While women continue to be underrepresented in the engineering profession, the percentage of women in engineering continued to increase in 2020. Female-identifying members represented 14.2 per cent of overall membership in 2020, an increase from 13.9 per cent in 2019. The largest increases were seen in British Columbia and the Yukon, which both achieved growth of more than one per cent between 2019 and 2020.
Female-identifying engineers accounted for 20.6 per cent of newly licensed engineers in Canada in 2020, an increase from 17.9 per cent in 2019. And while the number of female-identifying engineers-in-training (EITs) decreased in 2020, the overall proportion increased from 21.2 per cent in 2019 to 21.6 per cent in 2020. Engineering student membership also saw an increase in female-identifying members, increasing from 25.2 per cent to 25.9 per cent between 2019 and 2020.
The National Membership Report also makes an estimation of the national conversion from engineering graduate to professional engineer.

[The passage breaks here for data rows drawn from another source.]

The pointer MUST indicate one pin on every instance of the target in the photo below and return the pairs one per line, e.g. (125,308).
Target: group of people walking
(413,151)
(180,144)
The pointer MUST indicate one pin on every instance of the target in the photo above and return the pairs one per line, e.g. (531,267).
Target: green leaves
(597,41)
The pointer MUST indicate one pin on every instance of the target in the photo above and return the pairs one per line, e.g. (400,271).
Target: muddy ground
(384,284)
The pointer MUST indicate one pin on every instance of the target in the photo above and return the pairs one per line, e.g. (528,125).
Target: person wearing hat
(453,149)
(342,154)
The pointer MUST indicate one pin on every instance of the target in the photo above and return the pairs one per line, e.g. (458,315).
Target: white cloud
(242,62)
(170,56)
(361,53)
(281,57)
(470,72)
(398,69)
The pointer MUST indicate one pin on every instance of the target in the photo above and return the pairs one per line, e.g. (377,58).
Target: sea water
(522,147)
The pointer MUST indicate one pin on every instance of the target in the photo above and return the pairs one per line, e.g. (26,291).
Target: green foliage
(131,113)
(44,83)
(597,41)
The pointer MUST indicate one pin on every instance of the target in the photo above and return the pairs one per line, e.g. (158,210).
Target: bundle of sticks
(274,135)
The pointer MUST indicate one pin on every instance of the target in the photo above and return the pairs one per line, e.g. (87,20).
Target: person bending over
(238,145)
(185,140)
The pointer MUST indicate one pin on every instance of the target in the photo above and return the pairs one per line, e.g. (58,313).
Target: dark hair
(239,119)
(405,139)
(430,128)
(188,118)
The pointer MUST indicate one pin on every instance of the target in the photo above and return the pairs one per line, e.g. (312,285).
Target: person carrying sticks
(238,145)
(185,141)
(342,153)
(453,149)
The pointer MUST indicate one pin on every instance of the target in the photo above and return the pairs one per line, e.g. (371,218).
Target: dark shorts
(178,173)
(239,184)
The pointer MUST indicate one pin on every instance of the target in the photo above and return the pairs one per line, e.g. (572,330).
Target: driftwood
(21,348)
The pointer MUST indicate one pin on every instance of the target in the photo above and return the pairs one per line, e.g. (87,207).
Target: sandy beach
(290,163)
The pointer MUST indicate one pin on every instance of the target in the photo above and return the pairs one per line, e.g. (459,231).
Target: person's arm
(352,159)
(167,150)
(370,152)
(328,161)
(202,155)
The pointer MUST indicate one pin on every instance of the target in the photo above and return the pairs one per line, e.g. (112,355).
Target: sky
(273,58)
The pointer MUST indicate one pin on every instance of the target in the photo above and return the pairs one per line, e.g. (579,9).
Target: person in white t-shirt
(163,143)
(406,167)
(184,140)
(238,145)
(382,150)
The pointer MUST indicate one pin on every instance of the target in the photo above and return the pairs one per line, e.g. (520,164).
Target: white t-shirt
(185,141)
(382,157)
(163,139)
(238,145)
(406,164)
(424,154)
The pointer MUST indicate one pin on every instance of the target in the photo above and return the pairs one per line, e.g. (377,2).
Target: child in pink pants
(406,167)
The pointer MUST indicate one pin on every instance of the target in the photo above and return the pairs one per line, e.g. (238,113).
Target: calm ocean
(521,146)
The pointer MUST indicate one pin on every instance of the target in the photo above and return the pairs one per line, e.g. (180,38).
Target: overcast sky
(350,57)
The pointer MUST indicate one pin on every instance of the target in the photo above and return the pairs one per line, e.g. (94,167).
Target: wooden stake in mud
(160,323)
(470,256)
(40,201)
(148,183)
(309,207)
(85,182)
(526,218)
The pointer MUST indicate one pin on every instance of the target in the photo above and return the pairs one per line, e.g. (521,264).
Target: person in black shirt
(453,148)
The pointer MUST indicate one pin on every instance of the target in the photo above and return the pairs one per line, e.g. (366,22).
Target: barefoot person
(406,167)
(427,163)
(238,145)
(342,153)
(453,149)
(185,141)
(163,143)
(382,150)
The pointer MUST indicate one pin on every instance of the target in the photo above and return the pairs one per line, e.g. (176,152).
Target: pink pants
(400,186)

Using data from Engineers Canada’s Enrolment and Degrees Awarded Report 2015-2019, and assuming that it takes a graduate from an accredited program four years to obtain their licence to practice, the report estimates that those 2016 graduates would have obtained their licence in 2020 and would be captured in this year’s membership report data. The report estimates that 38.7 per cent of the 2016 cohort proceeded along the path to licensure. Although this is an estimation, it is an attempt to measure the successful continuation of engineering students along their pathway to licensure.
The report is available on the Engineers Canada website.